I'm trying to create a context which will globally provide window properties to components so that the components can react to window changes (scroll, resize, etc).

I'm doing this so that rather than each component running their own set of event listeners. I only have to run one set and pass the results down.

So far the context adds the scroll and resize listeners, throttles them and makes the values available to the provider wrapper. All works fine, and the values are available in the wrapped component.

//WindowContext.js

import React, { Component, createContext } from "react"
import throttle from "lodash.throttle"

export const WindowContext = createContext()

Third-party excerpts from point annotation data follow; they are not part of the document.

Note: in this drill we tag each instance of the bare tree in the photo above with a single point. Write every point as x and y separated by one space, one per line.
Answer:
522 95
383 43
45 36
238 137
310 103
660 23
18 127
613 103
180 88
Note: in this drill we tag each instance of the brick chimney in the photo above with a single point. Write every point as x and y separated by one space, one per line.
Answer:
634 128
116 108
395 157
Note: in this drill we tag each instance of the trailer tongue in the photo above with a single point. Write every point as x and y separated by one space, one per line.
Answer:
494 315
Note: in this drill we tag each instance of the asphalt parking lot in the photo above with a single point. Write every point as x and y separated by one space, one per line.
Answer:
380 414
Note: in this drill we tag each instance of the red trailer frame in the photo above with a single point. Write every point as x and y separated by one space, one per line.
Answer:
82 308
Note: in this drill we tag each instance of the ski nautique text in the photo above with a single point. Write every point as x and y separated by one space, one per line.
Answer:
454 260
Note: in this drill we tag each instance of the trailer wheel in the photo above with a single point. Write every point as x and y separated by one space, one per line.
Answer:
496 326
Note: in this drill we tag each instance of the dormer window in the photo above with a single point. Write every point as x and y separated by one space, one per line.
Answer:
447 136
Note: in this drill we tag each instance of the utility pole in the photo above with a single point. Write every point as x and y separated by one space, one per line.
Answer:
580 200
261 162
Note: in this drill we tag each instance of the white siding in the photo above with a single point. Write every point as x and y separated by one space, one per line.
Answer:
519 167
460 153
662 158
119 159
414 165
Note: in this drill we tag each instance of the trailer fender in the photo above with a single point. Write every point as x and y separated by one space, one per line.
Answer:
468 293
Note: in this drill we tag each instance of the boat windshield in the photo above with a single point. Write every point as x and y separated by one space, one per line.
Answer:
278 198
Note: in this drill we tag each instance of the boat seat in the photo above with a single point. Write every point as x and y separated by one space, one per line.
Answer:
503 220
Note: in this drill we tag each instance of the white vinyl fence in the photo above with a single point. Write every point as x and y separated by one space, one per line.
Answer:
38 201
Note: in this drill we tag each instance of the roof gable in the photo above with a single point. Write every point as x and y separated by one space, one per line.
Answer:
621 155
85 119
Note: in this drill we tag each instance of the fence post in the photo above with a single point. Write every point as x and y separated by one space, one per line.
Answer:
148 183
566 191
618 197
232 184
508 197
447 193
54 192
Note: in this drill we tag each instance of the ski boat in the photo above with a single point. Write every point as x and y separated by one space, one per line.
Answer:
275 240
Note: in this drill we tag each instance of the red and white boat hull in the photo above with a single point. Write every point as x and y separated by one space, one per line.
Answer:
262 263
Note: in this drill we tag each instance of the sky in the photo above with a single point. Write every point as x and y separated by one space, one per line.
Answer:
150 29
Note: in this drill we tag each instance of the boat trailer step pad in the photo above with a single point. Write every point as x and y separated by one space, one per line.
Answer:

class WindowContextProvider extends Component {
  constructor(props) {
    super(props)
    this.state = {
      windowScrollY: null,
      windowInnerHeight: null,
    }
    this.throttledFunction = throttle(this.updateState, 500)
  }

  componentDidMount() {
    window.addEventListener("scroll", this.throttledFunction, false)
    window.addEventListener("resize", this.throttledFunction, false)
  }
  componentWillUnmount() {
    window.removeEventListener("scroll", this.throttledFunction, false)
    window.removeEventListener("resize", this.throttledFunction, false)
  }

  updateState = () => {
    this.setState({
      windowScrollY: window.scrollY,
      windowInnerHeight: window.innerHeight,
    })
  }

  render() {
    return (
      <WindowContext.Provider value={{ ...this.state }}>
        {this.props.children}
      </WindowContext.Provider>
    )
  }
}

export default WindowContextProvider

The problem

In SomeComponent.js below you can see what it is what I am attempting. It has two fundamental problems.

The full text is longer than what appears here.